Adventurer and bankerEdit
For nearly 15 years Olcott travelled throughout the Pacific Northwest, mostly in order to prospect for gold. Often this interrupted pursuits of other occupations, mostly in the field of banking. His trips would take him to Southern Oregon (1892–93 accompanied by Oswald West), back to Salem to become a bank teller (1893–1895), Northern Washington and British Columbia (1895–1897), and then back to Illinois for a career as a bank cashier.

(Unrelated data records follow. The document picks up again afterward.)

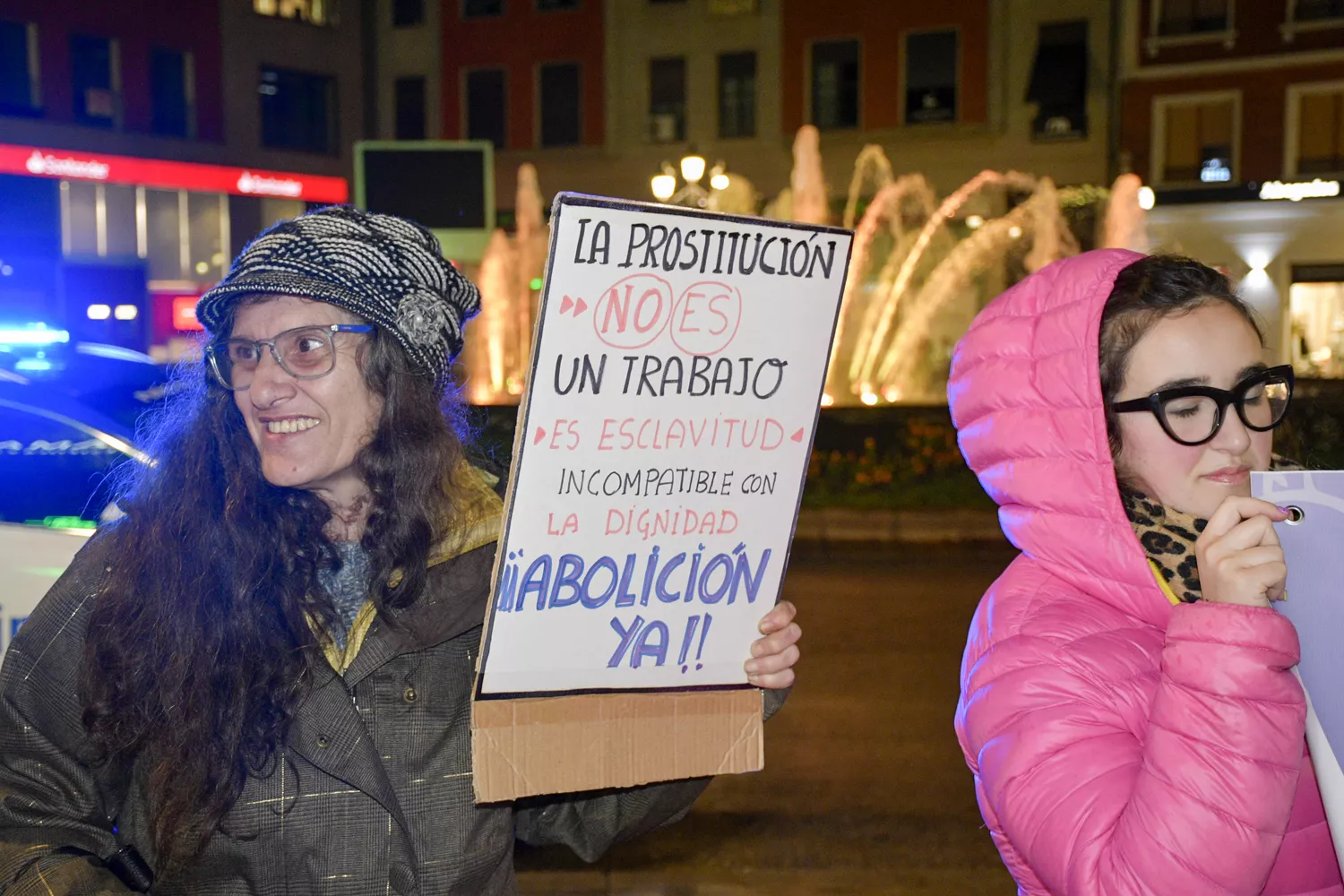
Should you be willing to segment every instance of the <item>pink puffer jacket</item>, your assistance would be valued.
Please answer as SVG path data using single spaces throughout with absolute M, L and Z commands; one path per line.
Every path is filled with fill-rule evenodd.
M 980 809 L 1020 893 L 1341 896 L 1297 633 L 1269 609 L 1173 607 L 1120 502 L 1097 340 L 1137 258 L 1051 265 L 953 360 L 961 450 L 1021 549 L 961 668 Z

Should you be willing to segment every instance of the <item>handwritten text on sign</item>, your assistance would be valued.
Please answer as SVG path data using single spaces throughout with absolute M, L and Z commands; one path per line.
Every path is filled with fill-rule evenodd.
M 481 693 L 742 684 L 849 234 L 570 195 L 551 227 Z

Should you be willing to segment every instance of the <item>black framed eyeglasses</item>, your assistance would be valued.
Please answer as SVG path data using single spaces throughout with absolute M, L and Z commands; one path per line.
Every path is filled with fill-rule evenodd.
M 224 339 L 206 347 L 210 369 L 226 390 L 249 388 L 261 364 L 262 348 L 297 380 L 327 376 L 336 367 L 336 333 L 371 333 L 371 324 L 296 326 L 270 339 Z
M 1173 441 L 1204 445 L 1223 427 L 1228 404 L 1236 408 L 1246 429 L 1265 433 L 1284 422 L 1292 400 L 1293 367 L 1282 364 L 1251 373 L 1231 390 L 1180 386 L 1111 404 L 1110 410 L 1117 414 L 1149 411 Z

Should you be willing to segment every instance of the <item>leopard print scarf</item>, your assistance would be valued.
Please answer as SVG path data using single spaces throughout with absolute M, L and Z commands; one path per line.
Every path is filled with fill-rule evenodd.
M 1144 553 L 1153 562 L 1167 586 L 1185 603 L 1199 600 L 1199 564 L 1195 562 L 1195 540 L 1208 525 L 1192 513 L 1181 513 L 1153 501 L 1146 494 L 1124 489 L 1120 500 L 1125 514 L 1134 527 Z
M 1302 466 L 1274 455 L 1271 470 L 1301 470 Z M 1120 500 L 1125 505 L 1129 524 L 1134 527 L 1138 543 L 1153 562 L 1167 586 L 1179 599 L 1195 603 L 1200 599 L 1199 563 L 1195 560 L 1195 540 L 1208 525 L 1192 513 L 1164 506 L 1141 492 L 1121 488 Z

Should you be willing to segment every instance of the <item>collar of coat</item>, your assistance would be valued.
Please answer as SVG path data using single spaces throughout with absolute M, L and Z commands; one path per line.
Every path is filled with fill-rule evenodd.
M 504 519 L 504 502 L 500 500 L 499 494 L 495 493 L 495 485 L 497 482 L 499 477 L 478 467 L 462 465 L 456 484 L 457 492 L 461 496 L 457 520 L 430 552 L 427 560 L 427 566 L 430 568 L 464 557 L 464 555 L 478 551 L 480 548 L 499 540 L 500 527 Z M 395 586 L 401 580 L 402 571 L 394 570 L 387 583 L 390 586 Z M 438 591 L 433 588 L 433 586 L 430 590 Z M 480 583 L 468 583 L 468 587 L 462 590 L 461 594 L 449 595 L 450 602 L 454 604 L 452 607 L 454 611 L 449 613 L 450 618 L 435 619 L 435 622 L 445 622 L 446 626 L 417 625 L 418 622 L 429 622 L 426 617 L 430 615 L 442 617 L 446 610 L 444 606 L 445 600 L 441 595 L 426 594 L 413 607 L 409 607 L 406 611 L 399 614 L 402 617 L 401 621 L 406 623 L 406 631 L 402 633 L 402 638 L 417 639 L 417 635 L 419 634 L 429 635 L 429 639 L 433 641 L 437 639 L 434 635 L 452 637 L 452 634 L 460 634 L 461 631 L 470 630 L 484 622 L 488 596 L 488 580 L 484 582 L 484 594 L 481 594 Z M 372 600 L 366 600 L 364 606 L 360 607 L 359 613 L 355 615 L 355 622 L 351 623 L 349 631 L 345 634 L 344 650 L 336 646 L 336 642 L 331 638 L 331 635 L 320 630 L 313 618 L 309 617 L 308 622 L 321 641 L 323 653 L 327 656 L 327 661 L 332 665 L 332 669 L 345 674 L 345 672 L 355 662 L 355 657 L 359 656 L 360 649 L 364 646 L 364 641 L 376 619 L 378 609 L 374 606 Z M 429 630 L 426 630 L 426 627 Z M 448 629 L 452 629 L 452 631 L 448 631 Z M 458 629 L 461 631 L 458 631 Z M 405 646 L 411 647 L 414 645 Z

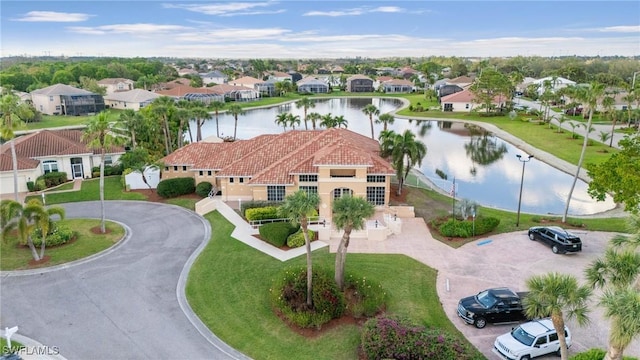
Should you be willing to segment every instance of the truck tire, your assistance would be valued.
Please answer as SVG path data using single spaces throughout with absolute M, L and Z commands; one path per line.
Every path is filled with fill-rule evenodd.
M 475 327 L 477 327 L 478 329 L 482 329 L 483 327 L 487 326 L 487 320 L 483 317 L 478 317 L 473 322 L 473 325 L 475 325 Z

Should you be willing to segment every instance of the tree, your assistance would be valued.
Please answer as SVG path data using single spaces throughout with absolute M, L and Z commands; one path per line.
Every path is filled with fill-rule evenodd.
M 393 124 L 396 119 L 391 114 L 382 114 L 376 119 L 376 124 L 383 124 L 383 131 L 387 131 L 387 125 Z
M 603 201 L 607 194 L 616 203 L 625 204 L 625 210 L 640 212 L 640 134 L 626 135 L 619 142 L 620 151 L 600 164 L 588 164 L 591 178 L 588 192 Z
M 307 230 L 309 224 L 309 214 L 318 209 L 320 197 L 316 193 L 307 193 L 304 190 L 298 190 L 295 193 L 285 197 L 284 203 L 280 206 L 281 214 L 288 218 L 293 224 L 300 224 L 302 234 L 304 235 L 304 244 L 307 251 L 307 306 L 313 307 L 312 303 L 312 272 L 311 263 L 311 241 Z
M 18 201 L 18 157 L 14 143 L 14 131 L 23 124 L 26 117 L 33 116 L 31 108 L 26 104 L 20 104 L 20 99 L 12 93 L 2 95 L 0 99 L 0 112 L 2 112 L 2 126 L 0 127 L 0 138 L 9 142 L 11 148 L 11 163 L 13 167 L 13 195 Z
M 308 97 L 303 97 L 302 99 L 296 101 L 296 107 L 298 109 L 303 108 L 304 109 L 304 129 L 305 130 L 309 130 L 309 128 L 307 127 L 307 110 L 309 110 L 310 108 L 314 108 L 316 107 L 316 103 L 314 101 L 312 101 L 311 99 L 309 99 Z M 313 130 L 316 129 L 316 123 L 312 123 L 313 125 Z
M 415 134 L 405 130 L 402 135 L 393 131 L 384 131 L 380 134 L 380 155 L 391 157 L 391 163 L 396 170 L 398 178 L 398 196 L 402 194 L 402 186 L 409 175 L 409 171 L 422 164 L 422 159 L 427 155 L 427 146 L 420 140 L 416 140 Z
M 58 215 L 64 219 L 64 209 L 59 206 L 45 208 L 38 199 L 29 200 L 24 206 L 17 201 L 2 200 L 0 202 L 0 213 L 2 214 L 2 238 L 6 239 L 7 234 L 12 230 L 18 231 L 22 243 L 26 243 L 31 250 L 33 260 L 40 261 L 44 258 L 46 238 L 50 229 L 50 222 L 53 215 Z M 40 254 L 33 244 L 32 234 L 36 229 L 42 232 L 42 244 Z
M 525 314 L 529 318 L 551 317 L 560 341 L 560 356 L 562 360 L 568 359 L 565 314 L 569 319 L 575 318 L 580 325 L 588 323 L 587 300 L 591 289 L 579 286 L 573 275 L 556 272 L 530 277 L 527 288 L 529 294 L 523 300 Z
M 282 126 L 282 129 L 284 131 L 287 131 L 287 125 L 289 124 L 289 119 L 288 119 L 288 115 L 289 113 L 280 113 L 278 115 L 276 115 L 276 119 L 274 120 L 274 122 L 276 123 L 276 125 L 278 126 Z
M 233 119 L 235 120 L 234 124 L 233 124 L 233 140 L 236 139 L 236 133 L 238 130 L 238 116 L 240 115 L 244 115 L 245 112 L 244 110 L 242 110 L 242 107 L 238 104 L 233 104 L 231 106 L 229 106 L 229 109 L 227 109 L 227 111 L 229 111 L 229 114 L 231 114 L 233 116 Z
M 335 199 L 332 206 L 333 224 L 338 230 L 344 230 L 336 252 L 335 280 L 340 290 L 344 290 L 344 265 L 351 231 L 364 228 L 365 219 L 375 213 L 373 204 L 362 197 L 343 195 Z
M 212 101 L 209 104 L 209 109 L 213 110 L 216 114 L 216 136 L 220 137 L 220 124 L 218 123 L 218 112 L 225 107 L 224 101 Z
M 380 110 L 378 110 L 375 105 L 368 104 L 362 109 L 362 112 L 369 116 L 369 123 L 371 124 L 371 138 L 375 139 L 375 135 L 373 134 L 373 116 L 378 116 L 380 114 Z
M 596 111 L 596 106 L 598 104 L 598 99 L 604 93 L 604 85 L 599 83 L 591 83 L 589 89 L 581 88 L 582 90 L 577 91 L 576 95 L 580 100 L 587 105 L 587 111 L 589 112 L 589 121 L 587 122 L 584 136 L 584 141 L 582 142 L 582 150 L 580 151 L 580 158 L 578 159 L 578 168 L 576 169 L 576 174 L 573 177 L 573 182 L 571 184 L 571 189 L 569 190 L 569 195 L 567 196 L 567 204 L 564 208 L 564 214 L 562 214 L 562 222 L 567 221 L 567 213 L 569 212 L 569 204 L 571 202 L 571 196 L 573 196 L 573 190 L 576 187 L 576 182 L 578 181 L 578 175 L 580 175 L 580 169 L 582 169 L 582 162 L 584 161 L 584 153 L 587 150 L 587 144 L 589 143 L 589 130 L 591 129 L 591 124 L 593 122 L 593 113 Z
M 599 305 L 611 320 L 605 360 L 622 360 L 624 349 L 640 335 L 640 217 L 629 219 L 632 235 L 611 239 L 585 271 L 589 285 L 602 290 Z
M 108 148 L 117 145 L 120 138 L 112 135 L 109 116 L 106 112 L 101 112 L 89 120 L 84 130 L 82 138 L 87 142 L 89 148 L 100 150 L 100 232 L 105 233 L 105 208 L 104 208 L 104 157 Z

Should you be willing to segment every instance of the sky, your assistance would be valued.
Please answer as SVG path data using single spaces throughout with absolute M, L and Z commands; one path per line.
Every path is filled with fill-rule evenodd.
M 640 1 L 0 2 L 0 55 L 640 55 Z

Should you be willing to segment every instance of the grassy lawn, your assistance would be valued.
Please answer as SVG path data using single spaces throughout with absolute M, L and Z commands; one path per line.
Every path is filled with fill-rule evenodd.
M 232 347 L 255 359 L 357 359 L 356 325 L 332 328 L 306 338 L 271 310 L 268 291 L 283 268 L 304 265 L 304 256 L 282 263 L 230 237 L 233 225 L 218 212 L 207 214 L 211 242 L 189 273 L 186 294 L 200 319 Z M 333 269 L 335 255 L 313 253 L 316 267 Z M 387 313 L 462 335 L 438 301 L 436 271 L 402 255 L 349 254 L 347 272 L 366 276 L 389 294 Z
M 46 248 L 44 254 L 50 256 L 51 259 L 35 267 L 48 267 L 85 258 L 111 247 L 124 236 L 122 226 L 110 221 L 106 222 L 108 230 L 104 235 L 96 235 L 91 232 L 92 228 L 100 226 L 100 220 L 97 219 L 66 219 L 59 223 L 74 229 L 78 233 L 77 239 L 65 245 Z M 0 269 L 32 268 L 28 265 L 28 262 L 33 259 L 31 250 L 27 246 L 19 246 L 18 238 L 15 235 L 7 236 L 6 240 L 6 243 L 0 243 Z
M 70 191 L 64 193 L 53 193 L 46 195 L 47 205 L 61 204 L 66 202 L 100 200 L 100 179 L 89 179 L 82 181 L 80 191 Z M 27 197 L 27 201 L 39 195 Z M 107 176 L 104 178 L 104 199 L 105 200 L 146 200 L 147 198 L 136 192 L 126 192 L 120 182 L 120 176 Z

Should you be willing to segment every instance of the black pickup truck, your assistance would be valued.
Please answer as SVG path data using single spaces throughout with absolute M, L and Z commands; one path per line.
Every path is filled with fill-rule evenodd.
M 463 298 L 458 302 L 458 316 L 466 323 L 482 329 L 487 323 L 508 323 L 526 320 L 522 299 L 527 292 L 494 288 Z

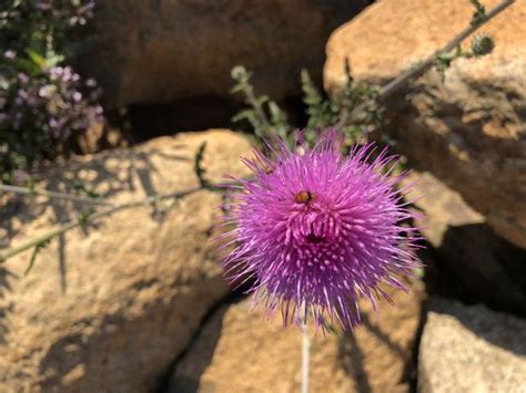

Olcott's sense of adventure prevailed again in 1904, leading him to Alaska. His journey ended notably when he drove a dog sled team to Nome, a trip of over 1,000 miles up the Yukon and Tanana rivers in the height of winter. Settling in Fairbanks, Olcott found work as a gold dust teller, and later a bank branch manager. He managed to make a sizeable profit from gold prospecting, allowing him to move back to Oregon.
Becomes a public figureEdit
Olcott's good friend Oswald West had entered politics, heading the State Land Office. West offered Olcott a position in the Land Office, which he accepted in 1909. He became more interested in the political process, and was appointed by Governor Chamberlain to oversee the state's interest in a failed Portland bank, which held a large amount of state school funds.
Although he was a Republican, and West was a Democrat, the two had a strong friendship which transcended politics. Olcott ran West's victorious 1910 gubernatorial campaign, and contributed $1,500 to his friend's effort. Olcott married Lena Hutton, Oswald West's sister-in law.
In 1911, during West's governorship, Secretary of State and former Governor Frank W. Benson, died of illness. Despite being from an opposing party, West appointed Olcott as Secretary of State to fill out the rest of Benson's term. Olcott would be elected to the office in 1912, and reelected in 1916.
On March 3, 1919, Governor James Withycombe died after serving only two months of his second term in office due to heart complications. Ben Olcott, as Secretary of State, assumed the Governorship under the state's gubernatorial line of succession. Withycombe was so widely respected that Olcott refused to be sworn in until after the late Governor's funeral.
Once in office, Governor Olcott continued Withycombe's road-building agenda. Today's policy of leaving a protected buffer of forested land around state highways was instituted under the Olcott Administration.
Olcott Built upon Withycombe's defense and state safety policies. His administration managed to obtain U.S. Army air patrols for spotting forest fires. He proposed legislation banning the Japanese from holding land in Oregon.
The growing power of the Ku Klux Klan in Oregon alarmed Governor Olcott, who did not hesitate to denounce the organization. He refused any Klan support for his 1922 gubernatorial campaign, jeopardizing his nomination. He narrowly won the Republican nomination, but lost the general election to the Klan-supported Democratic state senator Walter M. Pierce.
After his electoral defeat, Olcott left Oregon to manage the Long Beach, California, branch of the Bank of Italy. In 1924, he returned to Oregon to become a director of the Oregon Mutual Savings Bank in Portland. He died in Portland on July 21, 1952, and was interred in Mount Crest Abbey Mausoleum in Salem, Marion County, Oregon US.